Do you know why there are so many snack discount stores, near-expiry shops, imported snack warehouses, and couple convenience stores at various intersections in China? They are not just for cash flow business; they also need to ensure profits. In fact, the most important function is to de-brand and de-internationalize. They are naturally suited to act as "brand diluters." Because many beverages and snacks also have genuine and pirated versions, domestic and American versions.


They are not constrained by the unified channels, brand authorization, or display agreements like traditional supermarkets. They mix parallel imports, leftover stock, near-expiry items, overseas versions, small factory OEMs, border-edge packaging, regional private labels, channel cross-stocking, and different authorizations under the same trademark. But in reality: different formulas, different factories, different channels, different legal entities, different quality standards. If you don’t look carefully, you might assume they are the same international brand.

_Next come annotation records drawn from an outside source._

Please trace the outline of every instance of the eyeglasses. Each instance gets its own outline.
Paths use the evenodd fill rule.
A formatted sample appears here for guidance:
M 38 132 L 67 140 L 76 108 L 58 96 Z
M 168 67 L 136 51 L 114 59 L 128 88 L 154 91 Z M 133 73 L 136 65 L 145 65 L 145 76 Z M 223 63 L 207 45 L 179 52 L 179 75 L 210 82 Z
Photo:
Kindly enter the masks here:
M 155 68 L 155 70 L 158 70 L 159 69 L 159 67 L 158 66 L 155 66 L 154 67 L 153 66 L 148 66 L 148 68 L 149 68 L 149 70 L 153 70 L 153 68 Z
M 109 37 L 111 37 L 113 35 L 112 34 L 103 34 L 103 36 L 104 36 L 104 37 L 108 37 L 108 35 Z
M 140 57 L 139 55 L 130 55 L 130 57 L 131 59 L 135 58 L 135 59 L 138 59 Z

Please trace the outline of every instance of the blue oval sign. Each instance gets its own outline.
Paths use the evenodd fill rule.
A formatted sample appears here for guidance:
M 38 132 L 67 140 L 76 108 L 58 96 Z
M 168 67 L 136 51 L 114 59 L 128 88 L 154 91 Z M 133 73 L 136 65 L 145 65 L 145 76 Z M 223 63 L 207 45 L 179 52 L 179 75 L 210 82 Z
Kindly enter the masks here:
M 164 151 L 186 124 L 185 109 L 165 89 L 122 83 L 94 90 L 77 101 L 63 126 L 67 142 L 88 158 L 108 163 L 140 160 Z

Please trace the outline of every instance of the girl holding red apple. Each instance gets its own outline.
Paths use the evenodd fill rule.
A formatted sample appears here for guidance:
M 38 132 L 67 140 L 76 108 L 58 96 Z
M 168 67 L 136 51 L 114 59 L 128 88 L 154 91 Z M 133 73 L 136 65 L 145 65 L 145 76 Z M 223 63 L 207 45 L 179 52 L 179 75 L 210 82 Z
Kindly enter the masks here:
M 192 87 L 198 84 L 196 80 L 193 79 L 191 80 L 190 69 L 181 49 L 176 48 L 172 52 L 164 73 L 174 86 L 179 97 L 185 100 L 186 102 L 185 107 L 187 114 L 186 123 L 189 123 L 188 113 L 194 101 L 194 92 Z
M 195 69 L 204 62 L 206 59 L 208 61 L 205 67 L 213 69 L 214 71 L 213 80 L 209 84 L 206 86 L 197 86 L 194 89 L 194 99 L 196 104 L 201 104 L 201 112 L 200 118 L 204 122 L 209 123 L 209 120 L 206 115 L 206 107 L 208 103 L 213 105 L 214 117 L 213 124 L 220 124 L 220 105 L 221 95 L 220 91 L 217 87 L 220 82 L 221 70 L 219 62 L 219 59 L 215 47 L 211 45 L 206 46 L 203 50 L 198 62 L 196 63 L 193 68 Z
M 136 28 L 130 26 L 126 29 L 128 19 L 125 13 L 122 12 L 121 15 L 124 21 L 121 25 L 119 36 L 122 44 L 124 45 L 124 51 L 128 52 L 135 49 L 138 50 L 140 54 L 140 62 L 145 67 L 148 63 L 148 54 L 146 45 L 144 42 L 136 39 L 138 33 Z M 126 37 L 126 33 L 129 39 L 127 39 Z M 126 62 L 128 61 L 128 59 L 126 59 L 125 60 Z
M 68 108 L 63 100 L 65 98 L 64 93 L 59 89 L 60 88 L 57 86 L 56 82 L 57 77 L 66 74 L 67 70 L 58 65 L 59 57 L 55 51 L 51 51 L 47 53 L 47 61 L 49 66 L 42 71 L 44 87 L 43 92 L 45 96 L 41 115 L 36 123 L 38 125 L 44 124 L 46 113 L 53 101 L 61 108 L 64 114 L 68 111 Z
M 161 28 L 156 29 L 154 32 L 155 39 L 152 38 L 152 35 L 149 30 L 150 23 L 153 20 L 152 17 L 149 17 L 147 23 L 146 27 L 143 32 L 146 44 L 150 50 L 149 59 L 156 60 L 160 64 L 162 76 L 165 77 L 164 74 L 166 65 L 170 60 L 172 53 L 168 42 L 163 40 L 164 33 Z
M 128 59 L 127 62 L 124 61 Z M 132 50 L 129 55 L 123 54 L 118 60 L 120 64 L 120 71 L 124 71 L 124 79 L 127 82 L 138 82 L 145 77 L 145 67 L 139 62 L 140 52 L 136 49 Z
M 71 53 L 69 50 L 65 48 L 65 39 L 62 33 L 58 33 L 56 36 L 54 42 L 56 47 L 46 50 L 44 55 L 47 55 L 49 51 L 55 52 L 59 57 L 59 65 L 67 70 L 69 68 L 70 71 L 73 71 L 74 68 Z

These stores can sell snacks that large supermarkets dare not sell at low prices. It looks like you’re buying Coca-Cola, but in fact, the name is the same, and the trademark is the same. So, when you drink beverages in the future, you need to consider not only the brand but also the version and authenticity. Because most people will only interpret it as: consumption downgrade, cheap, involution, snack freedom. But behind it is actually: the global brand system, channel system, and authorization system being gradually flattened in a highly circulating market.
Therefore, when a society emphasizes circulation efficiency, employment stability, cash flow, and low-cost supply, the maintenance of brand uniformity, channel order, and intellectual property boundaries is easily deprioritized. But remember, there will always be “settling accounts after autumn,” often after a phase of changing goals, a reassertion of order and control.